Traveling: Using Email To Generate Leads On The Fly
Have you ever been worried that going out of town would affect your business? Time away from the office usually means putting potential new clients on hold, but it doesn’t have to be that way! In fact, quite the opposite — it could be an opportunity to tap new markets and generate new leads by the handful.
Email is an old tool, but when given a new twist, it could be as much of an asset out of the office as it is in the office. When used in a strategic way, email marketing can benefit your company and lead generation by helping you expand to different cities, states and countries while you’re traveling.

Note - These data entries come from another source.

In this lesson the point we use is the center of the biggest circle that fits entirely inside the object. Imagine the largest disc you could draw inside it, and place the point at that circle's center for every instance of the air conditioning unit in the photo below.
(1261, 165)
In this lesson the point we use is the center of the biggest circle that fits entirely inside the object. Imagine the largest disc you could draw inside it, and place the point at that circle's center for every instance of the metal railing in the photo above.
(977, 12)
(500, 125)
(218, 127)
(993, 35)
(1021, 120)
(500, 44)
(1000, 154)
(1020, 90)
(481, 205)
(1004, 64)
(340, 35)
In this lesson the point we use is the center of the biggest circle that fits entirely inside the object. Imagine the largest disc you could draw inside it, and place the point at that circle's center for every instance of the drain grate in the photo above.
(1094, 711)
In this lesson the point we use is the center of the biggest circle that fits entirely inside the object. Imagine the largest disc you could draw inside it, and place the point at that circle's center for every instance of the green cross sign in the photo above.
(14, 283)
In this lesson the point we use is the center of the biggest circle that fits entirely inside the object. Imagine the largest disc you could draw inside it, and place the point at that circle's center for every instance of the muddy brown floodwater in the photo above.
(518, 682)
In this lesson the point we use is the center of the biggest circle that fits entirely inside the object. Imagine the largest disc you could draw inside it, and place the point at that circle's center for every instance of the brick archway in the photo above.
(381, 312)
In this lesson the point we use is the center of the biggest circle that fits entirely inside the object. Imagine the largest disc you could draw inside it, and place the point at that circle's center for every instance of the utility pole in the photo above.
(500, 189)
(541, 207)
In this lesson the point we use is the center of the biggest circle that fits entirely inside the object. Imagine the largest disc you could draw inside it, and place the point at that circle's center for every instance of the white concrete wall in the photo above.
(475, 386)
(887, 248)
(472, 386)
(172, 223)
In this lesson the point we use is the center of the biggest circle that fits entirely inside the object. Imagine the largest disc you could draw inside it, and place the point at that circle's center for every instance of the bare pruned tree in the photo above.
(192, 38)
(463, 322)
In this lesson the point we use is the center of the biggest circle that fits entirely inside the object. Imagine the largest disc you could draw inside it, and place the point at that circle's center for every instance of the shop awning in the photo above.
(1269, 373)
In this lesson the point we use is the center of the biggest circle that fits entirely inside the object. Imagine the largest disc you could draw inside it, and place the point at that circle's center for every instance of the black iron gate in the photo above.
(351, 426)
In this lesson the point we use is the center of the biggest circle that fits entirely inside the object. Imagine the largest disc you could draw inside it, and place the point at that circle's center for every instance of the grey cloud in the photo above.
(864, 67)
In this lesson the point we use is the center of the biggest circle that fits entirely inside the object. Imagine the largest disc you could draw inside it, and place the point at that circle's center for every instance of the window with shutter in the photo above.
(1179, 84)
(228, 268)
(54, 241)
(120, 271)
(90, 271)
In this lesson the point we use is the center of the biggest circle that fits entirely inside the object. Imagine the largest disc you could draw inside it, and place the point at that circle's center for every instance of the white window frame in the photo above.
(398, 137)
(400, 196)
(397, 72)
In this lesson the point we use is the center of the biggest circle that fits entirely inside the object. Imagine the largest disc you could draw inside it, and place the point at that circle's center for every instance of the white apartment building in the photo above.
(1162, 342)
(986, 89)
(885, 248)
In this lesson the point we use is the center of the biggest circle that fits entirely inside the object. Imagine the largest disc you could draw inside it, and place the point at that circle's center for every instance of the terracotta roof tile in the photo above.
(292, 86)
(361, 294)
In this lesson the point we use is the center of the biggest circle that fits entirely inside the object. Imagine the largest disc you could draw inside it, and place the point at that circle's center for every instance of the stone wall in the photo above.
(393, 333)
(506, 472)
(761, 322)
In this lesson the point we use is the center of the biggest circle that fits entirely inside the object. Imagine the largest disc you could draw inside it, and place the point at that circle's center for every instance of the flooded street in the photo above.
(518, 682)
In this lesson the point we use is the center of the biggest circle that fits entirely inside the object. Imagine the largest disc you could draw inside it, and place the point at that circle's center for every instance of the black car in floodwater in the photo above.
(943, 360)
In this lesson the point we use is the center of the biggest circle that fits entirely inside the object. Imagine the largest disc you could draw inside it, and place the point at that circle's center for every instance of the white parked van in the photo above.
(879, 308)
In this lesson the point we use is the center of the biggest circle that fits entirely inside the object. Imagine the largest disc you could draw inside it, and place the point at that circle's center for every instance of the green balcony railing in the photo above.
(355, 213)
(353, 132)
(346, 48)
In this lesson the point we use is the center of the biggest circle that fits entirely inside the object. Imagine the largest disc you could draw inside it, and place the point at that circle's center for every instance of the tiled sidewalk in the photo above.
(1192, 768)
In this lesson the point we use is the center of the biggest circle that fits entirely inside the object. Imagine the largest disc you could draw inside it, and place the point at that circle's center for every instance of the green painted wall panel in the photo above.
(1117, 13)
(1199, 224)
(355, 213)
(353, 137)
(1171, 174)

By following these three simple steps, you can turn each trip into a new way to spread your reach through something as simple as sending a quick email:
Research: Before going out of town, research different companies and businesses in your destination area. Pick and choose a handful of companies that fit your target audience. Once you’ve found your targets, find their contact information. Oftentimes, you can gain contact information by looking on the company website, checking LinkedIn, or doing a quick Google search.
Reach out: Now that you’ve compiled the list of the people you wish to contact, create a well-written email template. (An efficiency tip: Save your template as a draft, highlighting the information that gets customized for each individual — then copy and paste it for each email you compose.) This email template should include the dates when you will be in their city, what your company has to offer them, and a query asking whether they would be available to meet while you are in their area. Go through your list of new contacts, sending your well-crafted, informative email to each person.
Schedule: After you’ve sent your email, you need to monitor who is responding and who is not. You may find it’s easiest to track this in a spreadsheet, making note of whom you have emailed, when you emailed them, and when they replied. When someone responds and is interested in a meeting, it is mission critical to send a prompt response and immediately schedule a meeting. If someone doesn’t respond, wait a week and send a simple follow-up email (and make note of your follow-up in your spreadsheet).
After you’ve successfully completed these steps and have a few meetings booked on your calendar, the rest of the work falls on the sales process. When you follow through with your meetings and make a good impression, the leads could turn into great new clients. All of this while you were “out of office”!